Dalam Readiness Criteria TEKAD, tujuan utama program ini adalah memperkuat tata kelola perdesaan melalui peningkatan kapasitas dan pendampingan untuk meningkatkan partisipasi masyarakat, inklusif dan peningkatan efektifitas pengalokasian dana desa untuk pembangunan sosial ekonomi. Outcome spesifik TEKAD adalah sebagai berikut; (i) Peningkatan tata kelola dan pemberdayaan masyarakat; (ii) Alokasi efektif dan pemanfaatan sumber daya yang tersedia di tingkat desa termasuk dana desa secara partisipatif dan inklusif; (iii) Peningkatan peluang ekonomi dan pekerjaan melalui investasi produktif dalam logistik pasca panen dan infrastruktur dan layanan terkait pasar.

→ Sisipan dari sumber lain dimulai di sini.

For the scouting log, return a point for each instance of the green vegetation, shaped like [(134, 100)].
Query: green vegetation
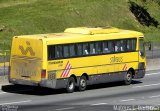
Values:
[(21, 17)]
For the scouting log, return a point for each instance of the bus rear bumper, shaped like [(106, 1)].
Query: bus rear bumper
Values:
[(139, 74)]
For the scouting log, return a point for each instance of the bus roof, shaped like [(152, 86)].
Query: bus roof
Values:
[(81, 34)]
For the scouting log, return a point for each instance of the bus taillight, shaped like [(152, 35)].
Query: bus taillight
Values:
[(43, 74)]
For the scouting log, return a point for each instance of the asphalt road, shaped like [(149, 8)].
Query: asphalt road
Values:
[(140, 95)]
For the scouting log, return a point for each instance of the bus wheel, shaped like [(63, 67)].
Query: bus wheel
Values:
[(128, 78), (70, 85), (82, 83)]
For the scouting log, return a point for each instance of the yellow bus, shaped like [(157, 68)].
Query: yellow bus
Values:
[(77, 57)]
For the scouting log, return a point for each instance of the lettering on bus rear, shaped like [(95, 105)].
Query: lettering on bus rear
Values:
[(116, 59), (27, 50)]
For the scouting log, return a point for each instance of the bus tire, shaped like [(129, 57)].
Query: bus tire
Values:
[(128, 78), (70, 85), (82, 83)]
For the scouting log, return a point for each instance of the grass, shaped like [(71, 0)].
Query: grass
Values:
[(19, 17)]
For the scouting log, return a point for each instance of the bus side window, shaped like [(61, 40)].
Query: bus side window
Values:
[(92, 48), (117, 46), (51, 52), (72, 50), (98, 47), (79, 49), (85, 49), (65, 50), (58, 51), (111, 46), (106, 47)]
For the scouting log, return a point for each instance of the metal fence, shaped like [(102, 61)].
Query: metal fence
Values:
[(152, 50)]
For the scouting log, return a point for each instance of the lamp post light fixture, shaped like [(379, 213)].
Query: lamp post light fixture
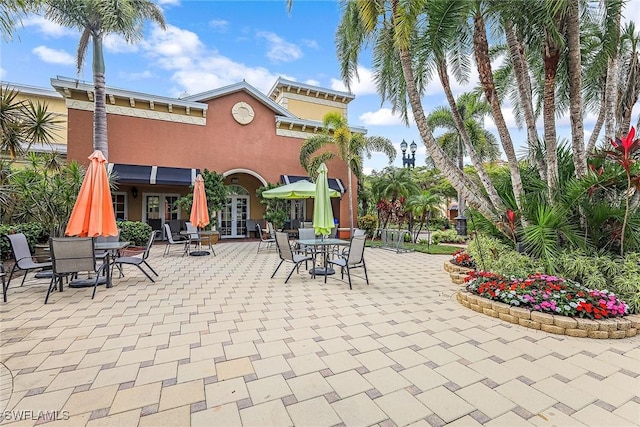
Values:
[(408, 160)]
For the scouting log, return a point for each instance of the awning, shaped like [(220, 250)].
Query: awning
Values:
[(160, 175), (334, 183)]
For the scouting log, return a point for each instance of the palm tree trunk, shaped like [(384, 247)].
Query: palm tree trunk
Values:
[(457, 179), (475, 159), (575, 88), (612, 77), (100, 103), (350, 193), (483, 63), (596, 129), (524, 88), (551, 59)]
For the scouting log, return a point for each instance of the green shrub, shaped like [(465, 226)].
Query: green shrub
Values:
[(603, 271), (33, 231), (369, 223), (490, 254), (446, 236), (135, 232)]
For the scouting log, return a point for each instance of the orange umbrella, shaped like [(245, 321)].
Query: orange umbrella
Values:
[(199, 213), (92, 215)]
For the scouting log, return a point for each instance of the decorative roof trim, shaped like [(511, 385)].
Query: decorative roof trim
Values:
[(64, 83), (273, 93), (314, 124), (237, 87)]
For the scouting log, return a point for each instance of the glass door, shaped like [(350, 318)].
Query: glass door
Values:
[(233, 217), (160, 209)]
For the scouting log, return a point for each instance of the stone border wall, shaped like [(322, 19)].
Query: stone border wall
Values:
[(619, 327)]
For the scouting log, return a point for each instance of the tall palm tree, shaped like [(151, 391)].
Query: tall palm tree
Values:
[(425, 206), (95, 19), (472, 111), (391, 31), (350, 147)]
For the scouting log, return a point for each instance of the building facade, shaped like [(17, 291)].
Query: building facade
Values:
[(158, 144)]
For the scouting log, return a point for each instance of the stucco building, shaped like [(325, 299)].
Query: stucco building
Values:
[(158, 144)]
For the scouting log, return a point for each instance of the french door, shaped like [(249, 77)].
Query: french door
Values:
[(233, 217), (160, 209)]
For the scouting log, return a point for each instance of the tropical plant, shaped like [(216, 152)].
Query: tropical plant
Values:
[(350, 146), (424, 206), (24, 122), (43, 193), (135, 232), (275, 209), (471, 111), (95, 19)]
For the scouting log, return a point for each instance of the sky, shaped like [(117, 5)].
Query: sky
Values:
[(213, 43)]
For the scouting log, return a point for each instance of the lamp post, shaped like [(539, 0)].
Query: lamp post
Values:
[(408, 161)]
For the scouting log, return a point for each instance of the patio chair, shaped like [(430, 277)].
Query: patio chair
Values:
[(268, 241), (171, 242), (353, 259), (24, 259), (286, 254), (73, 255), (4, 283), (193, 237), (139, 261)]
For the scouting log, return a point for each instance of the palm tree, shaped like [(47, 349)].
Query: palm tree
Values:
[(95, 19), (424, 205), (471, 111), (350, 147), (11, 14), (23, 122), (393, 185), (391, 31)]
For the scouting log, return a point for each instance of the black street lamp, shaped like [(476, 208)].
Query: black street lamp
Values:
[(408, 161)]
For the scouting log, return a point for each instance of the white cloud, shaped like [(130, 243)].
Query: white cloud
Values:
[(137, 76), (48, 28), (363, 84), (382, 117), (219, 24), (115, 43), (53, 56), (312, 44), (280, 50)]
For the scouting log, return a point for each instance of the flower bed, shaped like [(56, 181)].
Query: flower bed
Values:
[(552, 323), (550, 294)]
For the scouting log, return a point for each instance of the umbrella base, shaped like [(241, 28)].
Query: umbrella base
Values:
[(87, 283), (321, 271), (199, 253)]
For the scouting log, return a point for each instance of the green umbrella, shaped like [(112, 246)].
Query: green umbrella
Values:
[(322, 211), (302, 189)]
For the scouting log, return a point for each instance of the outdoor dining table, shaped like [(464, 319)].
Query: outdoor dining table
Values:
[(200, 233), (323, 244), (109, 248)]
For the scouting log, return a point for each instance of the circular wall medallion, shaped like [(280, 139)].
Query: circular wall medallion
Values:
[(242, 113)]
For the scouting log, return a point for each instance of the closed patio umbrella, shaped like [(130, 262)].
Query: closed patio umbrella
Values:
[(322, 211), (302, 189), (199, 212), (92, 214)]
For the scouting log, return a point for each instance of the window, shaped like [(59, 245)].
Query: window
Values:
[(119, 201)]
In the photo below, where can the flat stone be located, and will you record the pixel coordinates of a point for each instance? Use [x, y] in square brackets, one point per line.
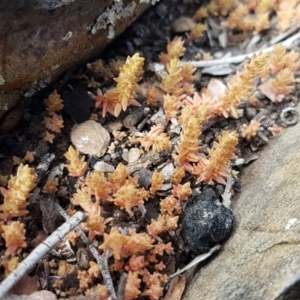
[262, 259]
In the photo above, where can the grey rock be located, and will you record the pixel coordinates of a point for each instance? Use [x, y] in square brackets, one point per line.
[206, 222]
[261, 260]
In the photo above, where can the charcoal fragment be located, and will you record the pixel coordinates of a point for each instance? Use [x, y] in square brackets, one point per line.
[206, 222]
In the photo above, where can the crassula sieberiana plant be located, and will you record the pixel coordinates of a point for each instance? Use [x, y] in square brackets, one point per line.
[140, 253]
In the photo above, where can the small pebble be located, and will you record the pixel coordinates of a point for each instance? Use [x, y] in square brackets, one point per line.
[168, 171]
[183, 24]
[206, 222]
[133, 155]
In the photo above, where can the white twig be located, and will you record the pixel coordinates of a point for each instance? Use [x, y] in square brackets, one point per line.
[101, 261]
[196, 261]
[227, 195]
[239, 58]
[37, 254]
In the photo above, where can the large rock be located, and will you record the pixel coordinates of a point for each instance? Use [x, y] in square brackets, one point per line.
[262, 259]
[41, 38]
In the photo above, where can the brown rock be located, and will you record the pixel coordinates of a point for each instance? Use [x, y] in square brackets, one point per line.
[40, 39]
[262, 259]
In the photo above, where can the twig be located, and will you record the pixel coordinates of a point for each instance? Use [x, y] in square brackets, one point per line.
[239, 58]
[37, 254]
[283, 35]
[196, 261]
[101, 261]
[121, 287]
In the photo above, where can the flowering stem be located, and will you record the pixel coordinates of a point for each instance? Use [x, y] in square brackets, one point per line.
[37, 254]
[239, 58]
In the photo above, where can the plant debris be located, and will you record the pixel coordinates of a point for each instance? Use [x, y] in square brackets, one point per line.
[156, 160]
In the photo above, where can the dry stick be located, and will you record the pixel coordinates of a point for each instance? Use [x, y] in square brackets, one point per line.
[239, 58]
[102, 262]
[37, 254]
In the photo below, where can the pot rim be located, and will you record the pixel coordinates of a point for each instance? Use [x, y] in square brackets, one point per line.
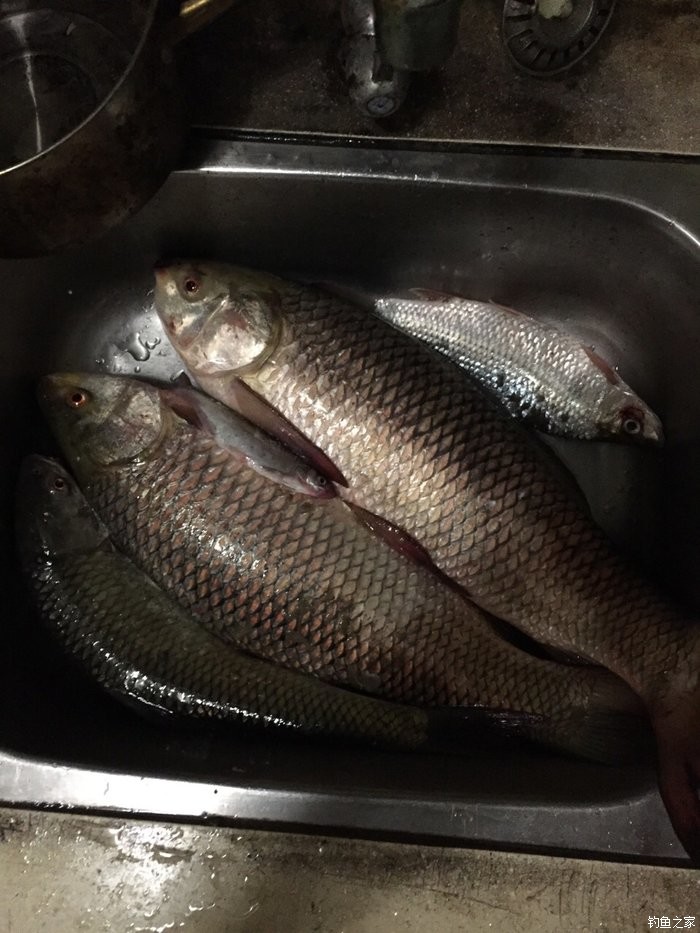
[121, 80]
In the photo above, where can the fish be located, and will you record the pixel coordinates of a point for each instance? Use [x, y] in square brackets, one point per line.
[541, 374]
[139, 645]
[301, 582]
[433, 453]
[260, 451]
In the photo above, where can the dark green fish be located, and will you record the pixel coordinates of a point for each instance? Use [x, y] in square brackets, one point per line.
[301, 581]
[428, 450]
[139, 645]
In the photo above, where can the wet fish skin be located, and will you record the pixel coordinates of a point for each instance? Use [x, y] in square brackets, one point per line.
[139, 645]
[260, 451]
[302, 582]
[542, 375]
[469, 483]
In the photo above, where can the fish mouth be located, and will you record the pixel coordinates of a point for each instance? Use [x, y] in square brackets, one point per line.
[654, 432]
[53, 387]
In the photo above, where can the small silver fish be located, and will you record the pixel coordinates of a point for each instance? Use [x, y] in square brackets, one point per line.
[542, 375]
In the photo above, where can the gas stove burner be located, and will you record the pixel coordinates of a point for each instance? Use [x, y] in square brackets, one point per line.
[547, 37]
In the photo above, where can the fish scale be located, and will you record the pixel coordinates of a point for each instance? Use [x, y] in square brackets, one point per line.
[539, 373]
[138, 644]
[236, 550]
[539, 562]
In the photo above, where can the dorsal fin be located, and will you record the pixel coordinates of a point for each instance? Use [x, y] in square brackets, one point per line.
[602, 365]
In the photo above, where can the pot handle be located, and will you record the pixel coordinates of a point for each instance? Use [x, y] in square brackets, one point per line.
[197, 13]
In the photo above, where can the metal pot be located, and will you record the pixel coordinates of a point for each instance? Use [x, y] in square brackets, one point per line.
[90, 120]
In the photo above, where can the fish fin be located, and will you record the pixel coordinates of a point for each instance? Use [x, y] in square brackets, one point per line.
[479, 725]
[611, 728]
[678, 744]
[606, 736]
[258, 410]
[602, 365]
[247, 442]
[562, 656]
[182, 381]
[432, 294]
[182, 401]
[395, 537]
[509, 310]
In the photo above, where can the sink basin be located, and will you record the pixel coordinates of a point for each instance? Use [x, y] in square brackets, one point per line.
[608, 247]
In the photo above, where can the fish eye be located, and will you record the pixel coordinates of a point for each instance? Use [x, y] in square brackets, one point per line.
[191, 286]
[76, 398]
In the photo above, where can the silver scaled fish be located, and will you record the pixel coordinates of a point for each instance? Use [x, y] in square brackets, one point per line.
[541, 374]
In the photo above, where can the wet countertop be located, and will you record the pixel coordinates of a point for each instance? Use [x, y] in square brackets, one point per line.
[65, 873]
[272, 65]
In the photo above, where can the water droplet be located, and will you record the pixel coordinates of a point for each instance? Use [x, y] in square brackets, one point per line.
[137, 348]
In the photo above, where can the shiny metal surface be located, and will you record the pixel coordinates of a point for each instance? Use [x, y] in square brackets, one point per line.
[609, 248]
[90, 120]
[375, 87]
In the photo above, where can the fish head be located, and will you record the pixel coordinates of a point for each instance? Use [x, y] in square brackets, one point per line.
[626, 417]
[53, 516]
[103, 421]
[221, 319]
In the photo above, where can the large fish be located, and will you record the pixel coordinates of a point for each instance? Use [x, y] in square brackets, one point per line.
[542, 375]
[429, 450]
[300, 581]
[138, 644]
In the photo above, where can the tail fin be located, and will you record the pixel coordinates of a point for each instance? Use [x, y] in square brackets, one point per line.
[677, 732]
[610, 727]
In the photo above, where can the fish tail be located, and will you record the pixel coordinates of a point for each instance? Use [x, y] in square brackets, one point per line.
[677, 733]
[608, 726]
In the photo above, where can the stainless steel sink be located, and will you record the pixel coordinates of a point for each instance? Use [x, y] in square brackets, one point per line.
[607, 246]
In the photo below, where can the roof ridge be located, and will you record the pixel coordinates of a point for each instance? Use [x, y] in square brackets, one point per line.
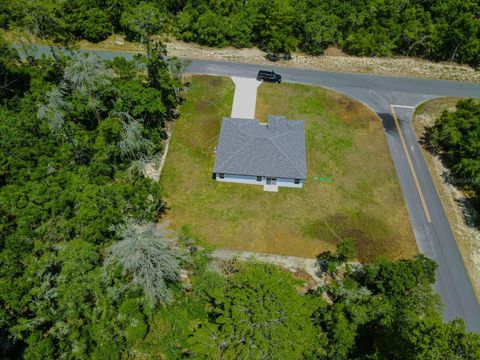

Pengalaman persiapan 2 tahun di tahun 2018-2019 lalu menunjukkan pembelajaran yang penting bahwa pendampingan ke masyarakat kampung menjadi faktor kunci, peran serta rakyat kampung yang inklusif, dan pilihan komoditas usaha yang tersambung dengan akses pasar, dan dukungan kepala kampung yang terbuka dengan aspirasi rakyat di kampung.

Kini, sejak 2020, *program TEKAD akan dikemas dengan pendekatan kultural melalui Kawasan Pengembangan Ekonomi (KPE) berbasis 7 Wilayah Adat,* sebagaimana Presiden Joko Widodo amanatkan dalam Perpres No.18/2020 perihal arah kebijakan Tanah Papua dalam RPJMN 2020 - 2024.

Harapannya, *dengan semangat kolaboratif dengan kebijakan Desa lainnya* (termasuk PROSPEK), kebijakan TEKAD dapat bermakna bagi perubahan ekonomi di akar rumput di kampung-kampung di 16 Kabupaten Lokasi TEKAD, sebagai fondasi ekonomi di Tanah Papua.